Makes around 18 cookies
You Will Require
Cookies
10 ounces semisweet chocolate, carefully sliced
3 tablespoons saltless butter
2 ounces sliced Andes mints or Andes baking chips (about 1/3 cup)
2 big eggs
1/3 cup (65 grams) granulated sugar
1 teaspoon vanilla extract
1/4 cup (30 grams) versatile flour
1/4 teaspoon baking powder
Mint Chocolate Garnish
2 ounces semisweet chocolate, carefully sliced
1 tablespoon saltless butter
1 1/2 ounces sliced Andes mints or of Andes baking chips (about 1/4 cup), plus more for topping cookies
Instructions
- Make Batter
1 Heat oven to 350 degrees F. Line 2 baking sheets with parchment paper or a silicon baking mat.
2 Integrate the 10 ounces of sliced semisweet chocolate and 3 tablespoons of butter in a medium microwave-safe bowl. Microwave for 20 seconds, stir then microwave for another 20 seconds. Repeat this procedure till the chocolate and butter have actually melted.

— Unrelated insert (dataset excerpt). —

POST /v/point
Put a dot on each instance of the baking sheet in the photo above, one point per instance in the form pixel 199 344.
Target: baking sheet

This takes 2 to 3 minutes. Stir in the sliced Andes mints till melted. The heat from the chocolate and butter must suffice to melt the Andes mints, if they do not melt, put back into the microwave for 20 seconds to assist melt.
3 Integrate eggs, sugar, and the vanilla extract in a stand mixer, fitted with whisk accessory. Beat on medium speed for 15 minutes. After 15 minutes, the eggs must be pale yellow, thickened, and shiny. At this moment, the eggs and sugar will be at the ribbon phase. This implies when you pull the beater out of the mix the mix will gradually fall back into itself, appearing like a ribbon. If the eggs and sugar do not look in this manner, continue to beat till they do.
4 Location a sifter over chocolate mix then include the flour and baking powder. Sort over chocolate. Carefully stir the sorted flour and baking powder into the chocolate. Carefully fold in the beaten egg and sugar.
- Bake Cookies
1 Spoon a heaping tablespoon of the cookie batter onto the lined baking sheet, leaving about 2 inches in between each cookie.
2 Bake till the cookies have actually puffed and split on top, 8 to 10 minutes. Cool entirely on baking sheet. As the cookies cool, they will deflate a little.
- To End Up
1 When the cookies have actually cooled, make the chocolate glaze. To make glaze, integrate chocolate and 1 tablespoon of butter in a little microwave-safe bowl. Microwave for 20 seconds, stir then microwave for another 20 seconds. Repeat this procedure till the chocolate and butter have actually melted. (This takes about a minute). Stir in the Andes mints then spoon about 1 teaspoon of glaze onto each cookie and spread into a thin layer. Leading with collapsed mints.
Adam and Joanne’s Tips
- Recipe adjusted and motivated by Donna Hay.